Europe, Iran Inch Towards Brussels Talks About Talks

Diplomats meeting in Vienna for talks over Iran's nuclear program in April 2021.
Diplomats meeting in Vienna for talks over Iran's nuclear program in April 2021.

In confirming Monday their diplomats would meet in Brussels to review Iran’s stalled nuclear talks, EU foreign policy chief and Iran’s foreign ministry did not name a day.

For the European Union, Josep Borrell declined to confirm reports − citing an Iranian parliamentarian − that the meeting would be Thursday.

In Tehran, Saeed Khatibzadeh, spokesman of the foreign ministry, said that after a “constructive” visit last Thursday by Enrique Mora, the EU political director who coordinates the Vienna talks, Iran’s discussions with Europe would “continue in a few days in Brussels.”

The Vienna talks began in April but were suspended in June pending the Iranian presidential election and transition, but since then Iran has refused to return to negotiations. Aiming to restore Iran’s 2015 nuclear deal with world powers (the JCPOA, Joint Comprehensive Plan of Action), the talks failed to agree which United States sanctions needed to be lifted for Washington to return to the deal, which it left it 2018, and how Iran should bring its nuclear program back within JCPOA limits.

Neither the EU nor Iran has explained why they intend to liaise in Brussels. The Vienna talks formally involve all remaining parties to the JCPOA – China, France, Germany, Iran, Russia, and the United Kingdom – with the US taking part indirectly.

Asked about the future of the process as he arrived for an EU foreign ministers meeting in Luxembourg Monday, Borrell said he was “more optimistic today than yesterday.”

"No confirmation yet, but things are getting better and I am hopeful we will have preparatory meetings in Brussels in the days to come," he said.

New arrangement

In Tehran Khatibzadeh confirmed that the foreign ministry would continue to lead Iran’s diplomacy on the nuclear issue but with “a new arrangement.”

Asked if Ali Bagheri-Kani would take over the role as lead negotiator of Abbas Araghchi, whom he has replaced as a deputy foreign minister under President Ebrahim Raisi (Raeesi), Khatibzadeh confirmed Bagheri-Kani would lead the Iranian side in Brussels.

“Mr Bagheri will in his first opportunity present his views [opinions] to the European side,” Khatibzadeh explained.

A growing sense of urgency in European over the negotiations result results partly from concerns that the Raisi administration, which includes long-term critics of the JCPOA, will toughen Iran’s approach and partly from the experience Iran is gaining with an expanded nuclear program, which could undermine the non-proliferation calculations underpinning the 2015 agreement.

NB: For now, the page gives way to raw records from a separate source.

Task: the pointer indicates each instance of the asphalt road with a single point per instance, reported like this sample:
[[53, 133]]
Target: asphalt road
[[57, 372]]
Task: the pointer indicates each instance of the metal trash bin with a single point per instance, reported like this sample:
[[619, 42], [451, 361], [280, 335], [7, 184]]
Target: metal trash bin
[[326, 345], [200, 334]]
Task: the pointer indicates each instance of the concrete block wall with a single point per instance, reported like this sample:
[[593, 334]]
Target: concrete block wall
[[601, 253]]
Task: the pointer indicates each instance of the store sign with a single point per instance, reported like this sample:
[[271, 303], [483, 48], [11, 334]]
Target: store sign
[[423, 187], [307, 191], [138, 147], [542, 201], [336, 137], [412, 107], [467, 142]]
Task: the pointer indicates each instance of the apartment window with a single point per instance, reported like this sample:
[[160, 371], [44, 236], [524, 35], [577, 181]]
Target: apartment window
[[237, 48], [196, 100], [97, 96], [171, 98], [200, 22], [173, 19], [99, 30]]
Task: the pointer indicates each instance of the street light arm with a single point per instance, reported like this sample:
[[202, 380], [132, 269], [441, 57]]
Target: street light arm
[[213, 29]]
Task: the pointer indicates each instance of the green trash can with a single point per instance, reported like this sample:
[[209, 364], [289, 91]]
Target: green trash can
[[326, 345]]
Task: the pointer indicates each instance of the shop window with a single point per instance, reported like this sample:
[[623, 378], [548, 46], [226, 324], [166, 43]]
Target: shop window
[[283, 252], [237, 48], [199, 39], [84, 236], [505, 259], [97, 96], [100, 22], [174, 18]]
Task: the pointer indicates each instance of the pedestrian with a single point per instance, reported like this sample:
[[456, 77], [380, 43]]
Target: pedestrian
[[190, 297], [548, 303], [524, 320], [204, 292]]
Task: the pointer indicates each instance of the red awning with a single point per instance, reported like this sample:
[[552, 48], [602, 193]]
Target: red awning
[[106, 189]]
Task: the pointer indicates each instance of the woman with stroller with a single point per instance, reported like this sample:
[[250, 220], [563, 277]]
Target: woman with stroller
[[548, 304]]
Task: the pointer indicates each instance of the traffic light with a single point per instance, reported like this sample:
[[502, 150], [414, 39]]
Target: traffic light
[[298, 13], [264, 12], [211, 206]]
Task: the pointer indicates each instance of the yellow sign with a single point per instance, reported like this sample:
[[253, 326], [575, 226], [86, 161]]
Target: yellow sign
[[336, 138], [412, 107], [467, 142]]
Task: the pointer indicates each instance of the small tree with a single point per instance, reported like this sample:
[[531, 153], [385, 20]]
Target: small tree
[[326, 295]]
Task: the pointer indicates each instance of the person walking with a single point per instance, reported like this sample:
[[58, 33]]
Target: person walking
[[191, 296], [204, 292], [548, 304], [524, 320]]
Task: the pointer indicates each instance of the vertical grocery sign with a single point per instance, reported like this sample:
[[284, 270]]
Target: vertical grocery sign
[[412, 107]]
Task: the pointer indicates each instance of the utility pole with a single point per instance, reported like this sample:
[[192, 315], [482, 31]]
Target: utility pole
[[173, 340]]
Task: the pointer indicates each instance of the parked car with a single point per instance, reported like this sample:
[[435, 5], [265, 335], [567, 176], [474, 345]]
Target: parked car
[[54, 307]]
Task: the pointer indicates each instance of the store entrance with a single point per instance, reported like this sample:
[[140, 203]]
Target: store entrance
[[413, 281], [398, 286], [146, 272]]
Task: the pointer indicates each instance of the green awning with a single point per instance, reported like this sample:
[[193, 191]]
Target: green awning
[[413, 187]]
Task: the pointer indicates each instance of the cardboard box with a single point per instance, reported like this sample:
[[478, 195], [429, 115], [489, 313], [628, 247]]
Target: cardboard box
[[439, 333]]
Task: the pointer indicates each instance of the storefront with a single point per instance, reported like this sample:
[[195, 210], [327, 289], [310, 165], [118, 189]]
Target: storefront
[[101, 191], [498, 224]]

Khatibzadeh insisted that the onus in the nuclear talks lay in Washington. He also expressed Iran’s concerns over the value of any US commitments, given previous US president Donald Trump left the JCPOA unilaterally in 2018 and imposed ‘maximum pressure’ sanctions.

“All talk has been aimed at bringing back the US without preconditions to commitment to 2231,” he said, citing the United Nations Security Council resolution that endorsed the JCPOA.

“Our main goal is to make sure that all sanctions are ended and that decisions cannot be changed by anyone in Washington and there will be no games played against us. This can be achieved only in concrete talks.”

Discussions in Brussels, the spokesman said, would consider “the challenges and obstacles that were not bought to a conclusion (resolved) in Vienna.”